We have been so bombarded by the media with images of violence, death, and terror. The very real events of war, genocide, and murder that are transpiring sporadically around the globe are selectively gathered up by the media and splashed almost instantaneously into our living rooms. It is shock and awe. Digging up death is sometimes the full time work of media personnel. But when these real events become the story lines for our "entertainment," have we crossed a line?
It's this time of the year, as Halloween approaches, that more horror films are released. These "thrillers" are pounded out in teaser trailers that have so much adrenaline, gore and flashy sound bytes that it is a wonder more heart attacks aren't happening in the theaters.

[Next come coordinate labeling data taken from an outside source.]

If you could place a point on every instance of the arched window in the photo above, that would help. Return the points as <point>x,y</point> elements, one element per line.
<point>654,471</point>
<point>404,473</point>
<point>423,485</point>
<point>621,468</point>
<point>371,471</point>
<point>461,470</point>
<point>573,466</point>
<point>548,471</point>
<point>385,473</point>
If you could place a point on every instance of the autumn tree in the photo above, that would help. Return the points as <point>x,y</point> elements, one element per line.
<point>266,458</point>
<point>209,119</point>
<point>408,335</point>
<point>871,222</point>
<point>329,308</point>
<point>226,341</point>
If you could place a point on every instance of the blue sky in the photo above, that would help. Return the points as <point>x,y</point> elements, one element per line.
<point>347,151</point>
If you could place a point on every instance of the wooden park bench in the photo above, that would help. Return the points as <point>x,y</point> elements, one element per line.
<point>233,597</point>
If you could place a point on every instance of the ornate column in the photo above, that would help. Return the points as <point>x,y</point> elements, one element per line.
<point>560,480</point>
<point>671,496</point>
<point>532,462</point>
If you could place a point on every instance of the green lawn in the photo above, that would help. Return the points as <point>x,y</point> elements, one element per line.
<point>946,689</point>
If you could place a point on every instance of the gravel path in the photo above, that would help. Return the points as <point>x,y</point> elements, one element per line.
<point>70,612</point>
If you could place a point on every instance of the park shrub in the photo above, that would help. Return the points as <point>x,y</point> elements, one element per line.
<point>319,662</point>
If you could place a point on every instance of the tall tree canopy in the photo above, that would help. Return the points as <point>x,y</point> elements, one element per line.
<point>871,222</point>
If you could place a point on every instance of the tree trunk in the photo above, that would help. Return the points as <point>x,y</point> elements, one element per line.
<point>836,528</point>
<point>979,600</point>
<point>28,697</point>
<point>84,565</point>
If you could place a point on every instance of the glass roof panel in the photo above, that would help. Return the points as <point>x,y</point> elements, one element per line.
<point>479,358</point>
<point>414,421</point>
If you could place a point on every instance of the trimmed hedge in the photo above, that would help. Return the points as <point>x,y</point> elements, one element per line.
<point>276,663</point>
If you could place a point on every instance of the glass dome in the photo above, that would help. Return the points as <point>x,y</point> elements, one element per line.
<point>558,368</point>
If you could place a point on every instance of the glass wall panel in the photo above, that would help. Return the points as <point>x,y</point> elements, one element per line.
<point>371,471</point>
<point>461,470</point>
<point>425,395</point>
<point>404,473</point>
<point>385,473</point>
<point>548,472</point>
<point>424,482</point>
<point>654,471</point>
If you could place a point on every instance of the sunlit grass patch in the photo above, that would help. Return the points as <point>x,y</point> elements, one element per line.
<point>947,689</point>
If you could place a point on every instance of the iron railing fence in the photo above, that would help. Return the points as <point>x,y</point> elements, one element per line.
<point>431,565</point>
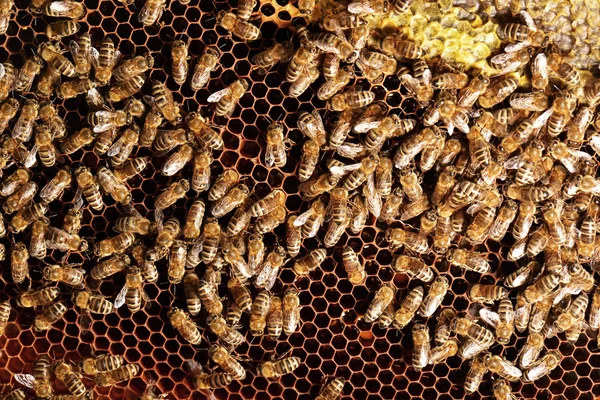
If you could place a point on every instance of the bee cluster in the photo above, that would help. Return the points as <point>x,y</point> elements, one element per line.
<point>504,154</point>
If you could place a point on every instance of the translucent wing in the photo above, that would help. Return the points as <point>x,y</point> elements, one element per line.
<point>489,317</point>
<point>26,380</point>
<point>302,218</point>
<point>528,20</point>
<point>213,98</point>
<point>120,300</point>
<point>344,169</point>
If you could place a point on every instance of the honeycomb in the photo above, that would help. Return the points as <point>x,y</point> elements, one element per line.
<point>332,340</point>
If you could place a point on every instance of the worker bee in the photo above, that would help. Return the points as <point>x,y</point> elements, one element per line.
<point>180,65</point>
<point>265,60</point>
<point>408,307</point>
<point>353,98</point>
<point>269,369</point>
<point>226,334</point>
<point>89,302</point>
<point>228,98</point>
<point>109,267</point>
<point>163,102</point>
<point>564,69</point>
<point>121,374</point>
<point>133,291</point>
<point>237,26</point>
<point>421,349</point>
<point>397,237</point>
<point>103,363</point>
<point>151,12</point>
<point>72,380</point>
<point>60,29</point>
<point>206,63</point>
<point>40,380</point>
<point>114,245</point>
<point>232,199</point>
<point>186,327</point>
<point>470,261</point>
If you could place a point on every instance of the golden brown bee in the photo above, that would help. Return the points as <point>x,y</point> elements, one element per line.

Violence for the sake of violence...
Do we need this?
Is it necessary for us to experience?
Does the experience cultivate a respect for life, or does it cheapen life?

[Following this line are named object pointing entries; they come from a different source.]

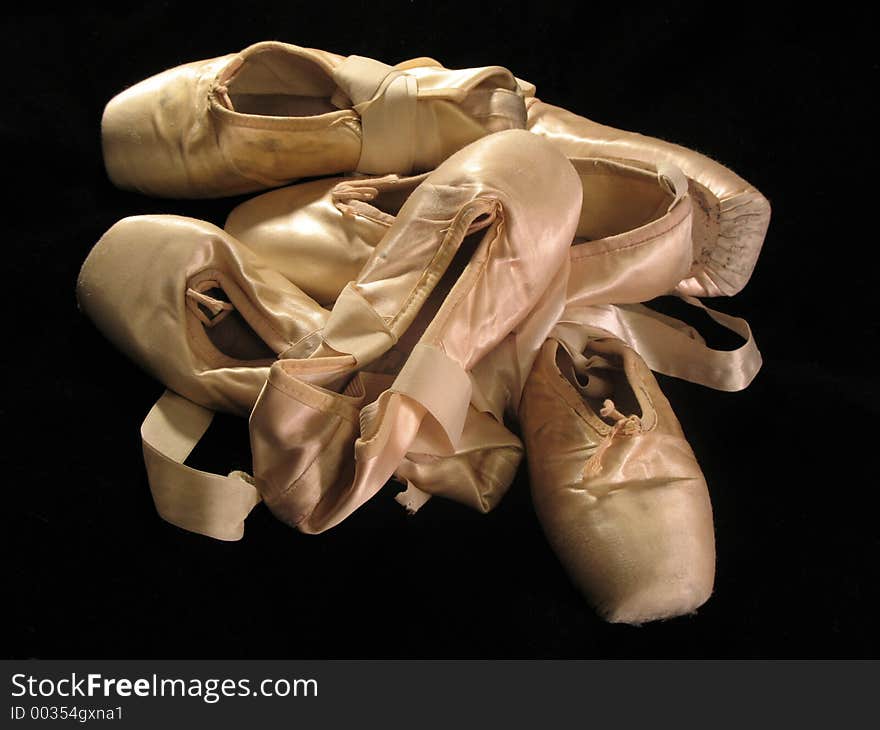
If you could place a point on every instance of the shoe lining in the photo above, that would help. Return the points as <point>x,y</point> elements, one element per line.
<point>391,362</point>
<point>233,336</point>
<point>280,84</point>
<point>616,201</point>
<point>599,382</point>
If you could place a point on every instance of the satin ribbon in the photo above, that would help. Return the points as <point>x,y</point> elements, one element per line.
<point>198,501</point>
<point>385,98</point>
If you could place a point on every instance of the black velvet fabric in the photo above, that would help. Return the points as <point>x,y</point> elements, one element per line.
<point>784,99</point>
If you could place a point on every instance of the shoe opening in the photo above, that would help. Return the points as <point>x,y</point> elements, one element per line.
<point>618,198</point>
<point>278,82</point>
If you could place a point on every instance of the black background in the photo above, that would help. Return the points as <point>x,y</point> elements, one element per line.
<point>787,100</point>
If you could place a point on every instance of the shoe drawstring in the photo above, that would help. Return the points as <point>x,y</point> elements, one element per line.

The question I want to pose today is this: Where do you go for sanctuary?
Where is the place you can go where there is life, peace, stillness?
We must have this tonic of stillness for our bodies and our souls. We must have a sanctuary. A place that is so strong, it takes the poison of this "culture of death" right out through our pores. I believe it starts with a walk into the woods. The opening of a chapel door on a quiet afternoon. The morning coffee beside a window when the sun is slowly lifting up her head again, despite the shadows of yesterday. Then we can rise as well. It starts with an attitude of stillness and listening... the leaning of the heart's ear toward the Divine Whisper.
It's been reported that some of the Amish families caught in the terror of this week's school shooting in Paradise, PA have had their community meetings. They are asking the question, on the green grass of their land, in the cool of the evening, in the stillness, what can we do for the family of the man who killed our own? How can we support his wife and children?
This kind of compassion, this mind-boggling love is what is newsworthy.
This kind of reaction to terror and death is heroic. It's born from a stillness and a listening to the beating of the human heart that I fear many of us have yet to hear and to recognize.
I stumbled on this reflection long ago, and it still holds such beauty:
Empty, yet full of power, it seems as nothing, but envelops everything. Silence, the roar of it deafens; shatters upon the soul in waves. One is not able to stand in its mystery. It scours like the ferocious whirling of the desert sand, laying waste all that lies before it. It reveals pain, loss, vulnerability, and weakness. The world tries to cover it, smother it with noise and activity. The world tries to silence the silence. But a few allow it to strip them, to let it reveal to them the beauty of its majesty. A beauty which is found in them also, deep within all, if only they would allow themselves to enter the white-hot furnace of silence. Therein much is revealed and all is made new.